My wife was looking at me like I was an idiot the other night, because I was trying to chew my soup. There was nothing chunky in my soup, a toothless baby could have eaten it. But dog yarn it! I can’t seem to stop myself!
It happens with pudding too. Super smooth stuff that most people just spoon in and swallow, I sit there awkwardly chew-chew-chew-chew… and of course it’s not getting any better chewed than it’s near liquid state, so I keep chewing because, for whatever reason, it “doesn’t feel ready” to swallow.
And I look like an idiot, because it doesn’t feel right. You know when someone asks you: “Do you chew on the left or right side of your mouth?” and suddenly you lose all ability to chew at all, so you sit there just slamming your teeth up and down like a ventriloquist’s dummy? That’s how I eat my applesauce.
Tell me I’m not the only one who chews my pudding!
I sort of do this with some mushy things. It’s not actual chewing per se, but I feel like I have to sort of go through the motion to . . .distribute the food evenly in my mouth or swallowing it won’t feel natural. Did that make sense?

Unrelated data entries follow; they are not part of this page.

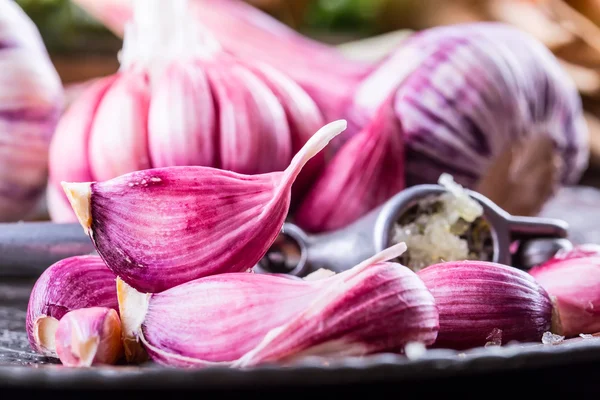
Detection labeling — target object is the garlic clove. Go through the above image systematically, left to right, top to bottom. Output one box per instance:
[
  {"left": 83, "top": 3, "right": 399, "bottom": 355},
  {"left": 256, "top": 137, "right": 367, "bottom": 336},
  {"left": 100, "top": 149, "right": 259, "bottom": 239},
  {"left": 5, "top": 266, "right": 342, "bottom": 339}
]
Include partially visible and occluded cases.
[
  {"left": 205, "top": 58, "right": 291, "bottom": 175},
  {"left": 148, "top": 61, "right": 217, "bottom": 168},
  {"left": 241, "top": 61, "right": 326, "bottom": 205},
  {"left": 88, "top": 71, "right": 151, "bottom": 181},
  {"left": 48, "top": 75, "right": 117, "bottom": 222},
  {"left": 295, "top": 99, "right": 404, "bottom": 233},
  {"left": 62, "top": 120, "right": 347, "bottom": 293},
  {"left": 117, "top": 242, "right": 439, "bottom": 367},
  {"left": 529, "top": 251, "right": 600, "bottom": 337},
  {"left": 26, "top": 256, "right": 119, "bottom": 357},
  {"left": 417, "top": 260, "right": 555, "bottom": 350},
  {"left": 55, "top": 307, "right": 123, "bottom": 367}
]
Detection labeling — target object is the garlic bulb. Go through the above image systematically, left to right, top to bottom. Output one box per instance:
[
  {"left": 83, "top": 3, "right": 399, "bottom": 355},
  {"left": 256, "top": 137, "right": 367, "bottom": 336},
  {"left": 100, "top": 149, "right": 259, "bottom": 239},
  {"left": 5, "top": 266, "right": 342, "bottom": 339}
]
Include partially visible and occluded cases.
[
  {"left": 0, "top": 0, "right": 63, "bottom": 221},
  {"left": 48, "top": 0, "right": 325, "bottom": 222},
  {"left": 71, "top": 0, "right": 370, "bottom": 122},
  {"left": 297, "top": 22, "right": 589, "bottom": 232}
]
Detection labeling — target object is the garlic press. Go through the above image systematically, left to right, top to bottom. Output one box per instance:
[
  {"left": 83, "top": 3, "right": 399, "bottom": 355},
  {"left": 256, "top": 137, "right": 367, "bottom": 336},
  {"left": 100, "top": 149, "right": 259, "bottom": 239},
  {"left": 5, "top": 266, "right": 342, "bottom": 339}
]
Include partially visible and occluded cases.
[{"left": 255, "top": 184, "right": 572, "bottom": 277}]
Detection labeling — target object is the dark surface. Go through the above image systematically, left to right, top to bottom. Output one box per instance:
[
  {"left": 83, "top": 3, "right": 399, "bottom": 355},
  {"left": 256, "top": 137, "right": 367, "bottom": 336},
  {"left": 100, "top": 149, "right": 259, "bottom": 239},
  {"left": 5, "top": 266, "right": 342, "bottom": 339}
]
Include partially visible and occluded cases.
[{"left": 2, "top": 185, "right": 600, "bottom": 395}]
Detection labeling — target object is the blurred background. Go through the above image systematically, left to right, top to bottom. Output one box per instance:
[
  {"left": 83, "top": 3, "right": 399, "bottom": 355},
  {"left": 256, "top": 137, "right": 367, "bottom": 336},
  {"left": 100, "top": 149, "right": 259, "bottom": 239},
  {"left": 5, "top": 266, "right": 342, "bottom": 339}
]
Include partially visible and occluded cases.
[{"left": 16, "top": 0, "right": 600, "bottom": 188}]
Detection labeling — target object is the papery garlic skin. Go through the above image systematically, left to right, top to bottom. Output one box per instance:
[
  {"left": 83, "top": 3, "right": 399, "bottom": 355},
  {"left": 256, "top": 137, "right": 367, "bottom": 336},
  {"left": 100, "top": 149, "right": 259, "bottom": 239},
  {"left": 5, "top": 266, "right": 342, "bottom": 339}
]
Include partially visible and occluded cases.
[
  {"left": 0, "top": 0, "right": 63, "bottom": 221},
  {"left": 48, "top": 0, "right": 325, "bottom": 223},
  {"left": 366, "top": 22, "right": 587, "bottom": 190},
  {"left": 63, "top": 120, "right": 347, "bottom": 293},
  {"left": 117, "top": 242, "right": 439, "bottom": 367},
  {"left": 530, "top": 251, "right": 600, "bottom": 337},
  {"left": 26, "top": 256, "right": 118, "bottom": 357},
  {"left": 418, "top": 261, "right": 554, "bottom": 350},
  {"left": 55, "top": 307, "right": 123, "bottom": 367}
]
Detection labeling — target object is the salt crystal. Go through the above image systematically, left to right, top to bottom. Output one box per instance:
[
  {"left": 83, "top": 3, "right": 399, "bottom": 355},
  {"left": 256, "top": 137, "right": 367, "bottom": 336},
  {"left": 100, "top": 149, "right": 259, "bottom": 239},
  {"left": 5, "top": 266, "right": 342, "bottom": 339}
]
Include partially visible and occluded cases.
[
  {"left": 484, "top": 328, "right": 503, "bottom": 347},
  {"left": 541, "top": 331, "right": 564, "bottom": 344},
  {"left": 579, "top": 333, "right": 594, "bottom": 339},
  {"left": 404, "top": 341, "right": 427, "bottom": 360}
]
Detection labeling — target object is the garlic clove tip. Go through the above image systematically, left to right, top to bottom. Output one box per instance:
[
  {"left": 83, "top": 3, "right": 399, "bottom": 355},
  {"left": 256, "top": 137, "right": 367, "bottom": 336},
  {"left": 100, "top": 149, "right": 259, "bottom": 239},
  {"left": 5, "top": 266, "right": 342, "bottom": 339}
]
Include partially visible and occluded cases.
[
  {"left": 116, "top": 277, "right": 150, "bottom": 363},
  {"left": 33, "top": 316, "right": 59, "bottom": 356}
]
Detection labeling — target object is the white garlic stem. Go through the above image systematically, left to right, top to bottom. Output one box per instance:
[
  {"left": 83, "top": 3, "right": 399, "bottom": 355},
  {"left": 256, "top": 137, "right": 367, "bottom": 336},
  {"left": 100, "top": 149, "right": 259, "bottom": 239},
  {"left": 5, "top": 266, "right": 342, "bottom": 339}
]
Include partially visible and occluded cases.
[{"left": 120, "top": 0, "right": 221, "bottom": 82}]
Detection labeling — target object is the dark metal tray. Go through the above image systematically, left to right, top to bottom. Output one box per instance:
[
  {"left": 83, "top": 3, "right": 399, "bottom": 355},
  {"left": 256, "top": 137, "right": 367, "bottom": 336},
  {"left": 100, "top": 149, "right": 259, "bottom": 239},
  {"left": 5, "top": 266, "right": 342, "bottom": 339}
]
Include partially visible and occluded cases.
[{"left": 3, "top": 185, "right": 600, "bottom": 396}]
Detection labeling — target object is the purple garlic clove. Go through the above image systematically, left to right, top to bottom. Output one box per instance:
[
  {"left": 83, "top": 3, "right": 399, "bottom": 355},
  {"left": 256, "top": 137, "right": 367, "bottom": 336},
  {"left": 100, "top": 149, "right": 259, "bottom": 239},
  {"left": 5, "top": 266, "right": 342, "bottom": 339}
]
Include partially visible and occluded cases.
[
  {"left": 62, "top": 120, "right": 347, "bottom": 293},
  {"left": 116, "top": 242, "right": 439, "bottom": 366},
  {"left": 26, "top": 256, "right": 118, "bottom": 357},
  {"left": 417, "top": 260, "right": 556, "bottom": 350},
  {"left": 55, "top": 307, "right": 123, "bottom": 367}
]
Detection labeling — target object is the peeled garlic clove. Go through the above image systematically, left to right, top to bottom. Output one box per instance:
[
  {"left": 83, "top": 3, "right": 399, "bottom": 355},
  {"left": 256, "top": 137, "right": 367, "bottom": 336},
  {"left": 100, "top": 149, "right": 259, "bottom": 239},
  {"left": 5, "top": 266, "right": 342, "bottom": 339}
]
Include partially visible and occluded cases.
[
  {"left": 148, "top": 61, "right": 216, "bottom": 168},
  {"left": 243, "top": 61, "right": 326, "bottom": 205},
  {"left": 88, "top": 71, "right": 151, "bottom": 181},
  {"left": 48, "top": 75, "right": 117, "bottom": 222},
  {"left": 295, "top": 100, "right": 404, "bottom": 233},
  {"left": 62, "top": 120, "right": 347, "bottom": 293},
  {"left": 117, "top": 242, "right": 439, "bottom": 367},
  {"left": 529, "top": 252, "right": 600, "bottom": 337},
  {"left": 26, "top": 256, "right": 118, "bottom": 357},
  {"left": 418, "top": 261, "right": 555, "bottom": 350},
  {"left": 55, "top": 307, "right": 123, "bottom": 367}
]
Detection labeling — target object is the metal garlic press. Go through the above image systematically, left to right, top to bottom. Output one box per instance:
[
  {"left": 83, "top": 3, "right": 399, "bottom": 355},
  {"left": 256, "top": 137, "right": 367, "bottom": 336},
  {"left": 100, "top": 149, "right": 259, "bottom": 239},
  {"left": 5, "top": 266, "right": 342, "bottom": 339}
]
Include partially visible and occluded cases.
[{"left": 255, "top": 184, "right": 572, "bottom": 277}]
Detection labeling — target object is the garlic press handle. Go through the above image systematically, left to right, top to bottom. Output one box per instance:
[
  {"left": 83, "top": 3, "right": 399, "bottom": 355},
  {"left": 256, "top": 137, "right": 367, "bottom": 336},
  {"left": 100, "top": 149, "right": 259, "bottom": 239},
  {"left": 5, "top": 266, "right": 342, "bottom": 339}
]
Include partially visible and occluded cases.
[{"left": 507, "top": 215, "right": 569, "bottom": 241}]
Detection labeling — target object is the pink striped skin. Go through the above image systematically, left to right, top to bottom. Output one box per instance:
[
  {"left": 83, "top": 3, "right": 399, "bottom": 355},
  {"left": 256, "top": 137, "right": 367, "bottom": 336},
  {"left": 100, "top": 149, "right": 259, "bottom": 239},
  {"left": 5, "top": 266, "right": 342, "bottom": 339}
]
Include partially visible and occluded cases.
[
  {"left": 0, "top": 0, "right": 63, "bottom": 221},
  {"left": 368, "top": 23, "right": 587, "bottom": 190},
  {"left": 241, "top": 61, "right": 326, "bottom": 207},
  {"left": 148, "top": 62, "right": 217, "bottom": 169},
  {"left": 48, "top": 75, "right": 118, "bottom": 223},
  {"left": 295, "top": 99, "right": 404, "bottom": 233},
  {"left": 89, "top": 168, "right": 288, "bottom": 293},
  {"left": 530, "top": 249, "right": 600, "bottom": 337},
  {"left": 26, "top": 256, "right": 118, "bottom": 357},
  {"left": 126, "top": 261, "right": 438, "bottom": 368},
  {"left": 418, "top": 261, "right": 554, "bottom": 350}
]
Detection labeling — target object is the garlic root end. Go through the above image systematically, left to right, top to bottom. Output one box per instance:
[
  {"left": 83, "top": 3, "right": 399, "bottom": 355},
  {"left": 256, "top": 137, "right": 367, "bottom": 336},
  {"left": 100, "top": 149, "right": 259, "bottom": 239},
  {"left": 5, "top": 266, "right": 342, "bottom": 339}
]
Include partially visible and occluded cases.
[
  {"left": 61, "top": 182, "right": 93, "bottom": 234},
  {"left": 116, "top": 277, "right": 150, "bottom": 363},
  {"left": 550, "top": 295, "right": 565, "bottom": 336},
  {"left": 33, "top": 316, "right": 59, "bottom": 356}
]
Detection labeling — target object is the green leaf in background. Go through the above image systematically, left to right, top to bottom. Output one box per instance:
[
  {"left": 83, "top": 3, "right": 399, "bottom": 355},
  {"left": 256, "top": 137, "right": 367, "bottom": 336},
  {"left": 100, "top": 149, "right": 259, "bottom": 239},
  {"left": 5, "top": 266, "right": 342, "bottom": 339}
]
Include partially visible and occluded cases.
[
  {"left": 14, "top": 0, "right": 120, "bottom": 54},
  {"left": 304, "top": 0, "right": 387, "bottom": 36}
]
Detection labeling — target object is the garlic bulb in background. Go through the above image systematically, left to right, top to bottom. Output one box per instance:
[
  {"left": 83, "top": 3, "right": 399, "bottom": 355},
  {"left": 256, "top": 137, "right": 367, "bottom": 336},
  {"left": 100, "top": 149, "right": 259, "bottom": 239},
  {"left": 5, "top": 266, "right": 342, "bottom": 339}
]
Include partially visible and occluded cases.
[
  {"left": 0, "top": 0, "right": 63, "bottom": 221},
  {"left": 48, "top": 0, "right": 325, "bottom": 223},
  {"left": 71, "top": 0, "right": 371, "bottom": 122},
  {"left": 296, "top": 22, "right": 590, "bottom": 232}
]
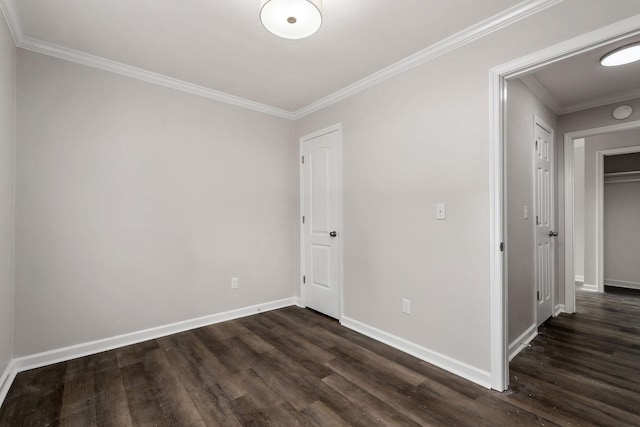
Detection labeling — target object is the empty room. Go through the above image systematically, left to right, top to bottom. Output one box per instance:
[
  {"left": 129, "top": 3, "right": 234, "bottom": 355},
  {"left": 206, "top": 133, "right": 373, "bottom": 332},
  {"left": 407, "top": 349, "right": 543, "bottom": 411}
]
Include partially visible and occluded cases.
[{"left": 1, "top": 0, "right": 639, "bottom": 425}]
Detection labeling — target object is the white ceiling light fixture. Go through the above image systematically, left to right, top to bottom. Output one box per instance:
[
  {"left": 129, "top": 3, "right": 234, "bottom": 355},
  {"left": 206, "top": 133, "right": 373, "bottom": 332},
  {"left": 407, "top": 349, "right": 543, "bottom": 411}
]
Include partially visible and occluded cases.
[
  {"left": 260, "top": 0, "right": 322, "bottom": 40},
  {"left": 600, "top": 42, "right": 640, "bottom": 67}
]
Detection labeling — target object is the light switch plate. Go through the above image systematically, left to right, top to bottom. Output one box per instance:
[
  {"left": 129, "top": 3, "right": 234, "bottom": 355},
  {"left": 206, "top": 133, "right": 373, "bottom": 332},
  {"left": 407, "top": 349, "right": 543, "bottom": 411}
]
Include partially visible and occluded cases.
[{"left": 436, "top": 203, "right": 446, "bottom": 220}]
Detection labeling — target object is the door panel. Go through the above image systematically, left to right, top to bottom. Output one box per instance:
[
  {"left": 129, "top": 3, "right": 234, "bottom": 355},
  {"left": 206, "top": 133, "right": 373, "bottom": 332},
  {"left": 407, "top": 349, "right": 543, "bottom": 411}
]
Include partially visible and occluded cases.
[
  {"left": 535, "top": 121, "right": 554, "bottom": 326},
  {"left": 302, "top": 128, "right": 341, "bottom": 319}
]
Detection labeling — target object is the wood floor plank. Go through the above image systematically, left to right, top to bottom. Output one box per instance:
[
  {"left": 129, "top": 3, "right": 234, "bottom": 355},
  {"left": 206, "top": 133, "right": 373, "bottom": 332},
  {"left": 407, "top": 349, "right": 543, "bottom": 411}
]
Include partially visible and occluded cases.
[
  {"left": 1, "top": 289, "right": 639, "bottom": 426},
  {"left": 157, "top": 333, "right": 241, "bottom": 427},
  {"left": 93, "top": 351, "right": 134, "bottom": 427},
  {"left": 59, "top": 356, "right": 97, "bottom": 426},
  {"left": 0, "top": 362, "right": 66, "bottom": 427},
  {"left": 120, "top": 362, "right": 170, "bottom": 426},
  {"left": 322, "top": 373, "right": 422, "bottom": 426}
]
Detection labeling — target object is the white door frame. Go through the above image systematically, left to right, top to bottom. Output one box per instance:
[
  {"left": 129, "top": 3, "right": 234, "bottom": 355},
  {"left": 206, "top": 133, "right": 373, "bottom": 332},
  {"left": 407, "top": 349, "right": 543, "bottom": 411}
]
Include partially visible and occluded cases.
[
  {"left": 489, "top": 16, "right": 640, "bottom": 391},
  {"left": 299, "top": 123, "right": 344, "bottom": 319},
  {"left": 563, "top": 123, "right": 640, "bottom": 312}
]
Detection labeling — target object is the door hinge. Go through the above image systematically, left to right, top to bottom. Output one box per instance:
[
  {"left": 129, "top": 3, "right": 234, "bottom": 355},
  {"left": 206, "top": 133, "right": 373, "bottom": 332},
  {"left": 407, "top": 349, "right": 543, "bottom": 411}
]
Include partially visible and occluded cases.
[
  {"left": 301, "top": 155, "right": 304, "bottom": 164},
  {"left": 302, "top": 215, "right": 305, "bottom": 224},
  {"left": 536, "top": 215, "right": 540, "bottom": 225},
  {"left": 500, "top": 242, "right": 504, "bottom": 252},
  {"left": 303, "top": 275, "right": 306, "bottom": 284},
  {"left": 537, "top": 291, "right": 540, "bottom": 301}
]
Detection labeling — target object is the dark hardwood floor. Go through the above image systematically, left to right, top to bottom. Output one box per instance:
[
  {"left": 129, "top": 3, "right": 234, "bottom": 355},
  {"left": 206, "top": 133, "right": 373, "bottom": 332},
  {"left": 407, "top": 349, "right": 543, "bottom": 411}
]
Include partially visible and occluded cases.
[{"left": 1, "top": 289, "right": 639, "bottom": 426}]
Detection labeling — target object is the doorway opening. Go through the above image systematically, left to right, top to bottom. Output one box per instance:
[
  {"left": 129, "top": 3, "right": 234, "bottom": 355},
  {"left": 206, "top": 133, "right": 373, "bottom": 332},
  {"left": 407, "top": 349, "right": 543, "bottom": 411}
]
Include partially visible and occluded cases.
[
  {"left": 489, "top": 19, "right": 640, "bottom": 391},
  {"left": 564, "top": 125, "right": 640, "bottom": 312}
]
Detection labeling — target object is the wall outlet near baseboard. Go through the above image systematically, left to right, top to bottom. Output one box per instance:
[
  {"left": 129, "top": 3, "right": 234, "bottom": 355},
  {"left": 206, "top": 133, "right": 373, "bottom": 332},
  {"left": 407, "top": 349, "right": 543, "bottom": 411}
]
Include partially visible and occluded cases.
[
  {"left": 231, "top": 277, "right": 238, "bottom": 289},
  {"left": 402, "top": 299, "right": 411, "bottom": 314}
]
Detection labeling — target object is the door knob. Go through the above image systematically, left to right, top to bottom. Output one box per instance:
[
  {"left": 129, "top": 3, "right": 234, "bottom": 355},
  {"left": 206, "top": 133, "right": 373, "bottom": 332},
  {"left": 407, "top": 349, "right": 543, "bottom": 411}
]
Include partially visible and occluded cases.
[
  {"left": 329, "top": 231, "right": 337, "bottom": 237},
  {"left": 549, "top": 231, "right": 558, "bottom": 237}
]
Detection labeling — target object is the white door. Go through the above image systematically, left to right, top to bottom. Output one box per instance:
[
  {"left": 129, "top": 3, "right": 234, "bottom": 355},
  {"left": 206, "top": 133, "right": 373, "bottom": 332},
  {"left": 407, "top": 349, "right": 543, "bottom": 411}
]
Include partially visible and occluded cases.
[
  {"left": 534, "top": 120, "right": 555, "bottom": 326},
  {"left": 301, "top": 126, "right": 341, "bottom": 319}
]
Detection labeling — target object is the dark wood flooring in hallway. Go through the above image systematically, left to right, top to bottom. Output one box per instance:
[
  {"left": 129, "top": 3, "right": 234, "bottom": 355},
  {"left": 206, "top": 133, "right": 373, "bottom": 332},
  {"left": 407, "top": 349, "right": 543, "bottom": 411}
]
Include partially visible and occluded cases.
[{"left": 0, "top": 288, "right": 638, "bottom": 426}]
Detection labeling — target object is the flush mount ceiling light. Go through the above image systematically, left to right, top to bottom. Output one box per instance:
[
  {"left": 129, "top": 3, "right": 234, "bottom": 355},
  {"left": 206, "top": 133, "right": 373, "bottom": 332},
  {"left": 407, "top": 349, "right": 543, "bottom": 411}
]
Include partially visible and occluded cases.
[
  {"left": 260, "top": 0, "right": 322, "bottom": 40},
  {"left": 600, "top": 42, "right": 640, "bottom": 67}
]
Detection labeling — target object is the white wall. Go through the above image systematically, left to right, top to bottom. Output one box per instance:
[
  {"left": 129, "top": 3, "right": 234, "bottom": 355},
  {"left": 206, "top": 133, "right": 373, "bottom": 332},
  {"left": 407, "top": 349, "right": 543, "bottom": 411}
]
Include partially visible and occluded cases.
[
  {"left": 2, "top": 0, "right": 640, "bottom": 387},
  {"left": 295, "top": 2, "right": 640, "bottom": 376},
  {"left": 0, "top": 14, "right": 16, "bottom": 378},
  {"left": 14, "top": 50, "right": 298, "bottom": 356},
  {"left": 506, "top": 79, "right": 557, "bottom": 344},
  {"left": 573, "top": 139, "right": 585, "bottom": 282},
  {"left": 604, "top": 177, "right": 640, "bottom": 289}
]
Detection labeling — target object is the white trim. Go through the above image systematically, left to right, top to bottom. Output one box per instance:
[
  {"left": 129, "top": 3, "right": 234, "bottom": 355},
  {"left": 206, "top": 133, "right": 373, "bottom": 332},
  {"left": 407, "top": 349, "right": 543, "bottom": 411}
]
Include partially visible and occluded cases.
[
  {"left": 0, "top": 0, "right": 22, "bottom": 45},
  {"left": 295, "top": 0, "right": 560, "bottom": 119},
  {"left": 490, "top": 14, "right": 640, "bottom": 394},
  {"left": 17, "top": 36, "right": 296, "bottom": 120},
  {"left": 489, "top": 66, "right": 507, "bottom": 392},
  {"left": 520, "top": 75, "right": 562, "bottom": 114},
  {"left": 519, "top": 76, "right": 640, "bottom": 116},
  {"left": 561, "top": 89, "right": 640, "bottom": 115},
  {"left": 299, "top": 124, "right": 343, "bottom": 320},
  {"left": 564, "top": 136, "right": 577, "bottom": 313},
  {"left": 596, "top": 151, "right": 605, "bottom": 293},
  {"left": 574, "top": 275, "right": 584, "bottom": 283},
  {"left": 605, "top": 279, "right": 640, "bottom": 290},
  {"left": 578, "top": 283, "right": 599, "bottom": 292},
  {"left": 10, "top": 297, "right": 299, "bottom": 374},
  {"left": 554, "top": 304, "right": 566, "bottom": 316},
  {"left": 341, "top": 316, "right": 492, "bottom": 389},
  {"left": 508, "top": 323, "right": 537, "bottom": 361},
  {"left": 0, "top": 360, "right": 17, "bottom": 407}
]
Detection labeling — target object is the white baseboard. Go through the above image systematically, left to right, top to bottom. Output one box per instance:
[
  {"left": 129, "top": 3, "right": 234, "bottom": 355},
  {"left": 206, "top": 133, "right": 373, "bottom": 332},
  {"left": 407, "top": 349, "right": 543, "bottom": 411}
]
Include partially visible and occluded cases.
[
  {"left": 574, "top": 275, "right": 584, "bottom": 284},
  {"left": 605, "top": 279, "right": 640, "bottom": 291},
  {"left": 577, "top": 283, "right": 598, "bottom": 292},
  {"left": 11, "top": 297, "right": 300, "bottom": 376},
  {"left": 554, "top": 304, "right": 566, "bottom": 317},
  {"left": 340, "top": 316, "right": 491, "bottom": 389},
  {"left": 508, "top": 323, "right": 537, "bottom": 362},
  {"left": 0, "top": 360, "right": 17, "bottom": 408}
]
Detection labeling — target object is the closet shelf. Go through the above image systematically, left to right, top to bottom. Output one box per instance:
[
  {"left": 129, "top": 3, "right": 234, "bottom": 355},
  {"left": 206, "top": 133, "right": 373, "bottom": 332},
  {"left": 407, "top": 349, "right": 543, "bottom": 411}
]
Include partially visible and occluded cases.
[{"left": 604, "top": 170, "right": 640, "bottom": 184}]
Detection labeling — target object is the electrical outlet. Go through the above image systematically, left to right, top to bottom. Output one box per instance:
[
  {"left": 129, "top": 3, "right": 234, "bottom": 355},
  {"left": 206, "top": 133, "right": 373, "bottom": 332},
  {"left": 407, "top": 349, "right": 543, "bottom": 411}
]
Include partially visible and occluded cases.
[
  {"left": 231, "top": 277, "right": 238, "bottom": 289},
  {"left": 402, "top": 299, "right": 411, "bottom": 314}
]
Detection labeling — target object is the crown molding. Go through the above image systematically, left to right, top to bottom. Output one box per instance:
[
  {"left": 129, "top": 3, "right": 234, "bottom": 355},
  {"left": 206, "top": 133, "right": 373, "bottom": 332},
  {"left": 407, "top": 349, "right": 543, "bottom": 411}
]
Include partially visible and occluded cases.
[
  {"left": 0, "top": 0, "right": 22, "bottom": 45},
  {"left": 0, "top": 0, "right": 294, "bottom": 120},
  {"left": 2, "top": 0, "right": 561, "bottom": 121},
  {"left": 293, "top": 0, "right": 563, "bottom": 119},
  {"left": 17, "top": 37, "right": 296, "bottom": 120},
  {"left": 520, "top": 74, "right": 640, "bottom": 116},
  {"left": 520, "top": 75, "right": 562, "bottom": 114},
  {"left": 560, "top": 89, "right": 640, "bottom": 115}
]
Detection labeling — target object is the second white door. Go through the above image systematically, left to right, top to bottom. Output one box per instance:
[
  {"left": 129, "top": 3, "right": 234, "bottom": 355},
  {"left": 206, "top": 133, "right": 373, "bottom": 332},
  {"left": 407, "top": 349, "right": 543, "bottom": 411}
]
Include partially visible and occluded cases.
[
  {"left": 534, "top": 119, "right": 555, "bottom": 325},
  {"left": 301, "top": 126, "right": 341, "bottom": 319}
]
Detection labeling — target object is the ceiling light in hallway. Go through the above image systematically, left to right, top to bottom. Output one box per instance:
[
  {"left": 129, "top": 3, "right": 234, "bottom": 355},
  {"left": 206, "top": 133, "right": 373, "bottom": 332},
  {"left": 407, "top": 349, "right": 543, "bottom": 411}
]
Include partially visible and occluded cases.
[{"left": 600, "top": 42, "right": 640, "bottom": 66}]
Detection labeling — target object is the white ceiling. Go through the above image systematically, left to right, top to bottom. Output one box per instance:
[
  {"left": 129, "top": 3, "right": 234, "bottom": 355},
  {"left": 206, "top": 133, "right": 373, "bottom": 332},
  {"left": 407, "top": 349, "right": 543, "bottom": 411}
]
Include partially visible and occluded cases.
[
  {"left": 6, "top": 0, "right": 639, "bottom": 116},
  {"left": 10, "top": 0, "right": 524, "bottom": 112},
  {"left": 521, "top": 33, "right": 640, "bottom": 114}
]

I “chew” applesauce, mashed potatoes, and yogurt but not ice cream or soup. Go figure.
I find this pretty fascinating…Do you chew your drinks at all? If not, if you had a cup of soup and drank it like a drink would you chew it? If you drank it from a straw? What if you were drinking an unusual drink someone served you from a glass, and not chewing, since it was a drink, but then you were informed it was in fact a soup, would that knowledge alone cause you to start chewing it? If so, what if they then said, “just kidding, it’s not soup, its a drink”, would you then revert back to not chewing?
Don’t you think it’s about holding it in your mouth for a while to enjoy the taste of it? If you slurped it down like a glass of water you’d miss the effect you get by moving it around on your taste buds for a while.
Nah, not what I’m eating/drinking, it’s a texture-thickness thing. Like the soup I was instinctively “chewing” was pretty thick. It was like pancake batter consistency, not watery broth like you’d have in chicken noodle soup.
If it was watery enough to sip through a straw, I’d just drink it. It’s like some puddings and soups are just barely thick enough to trigger the “hey, you’d better chew this” part of my brain.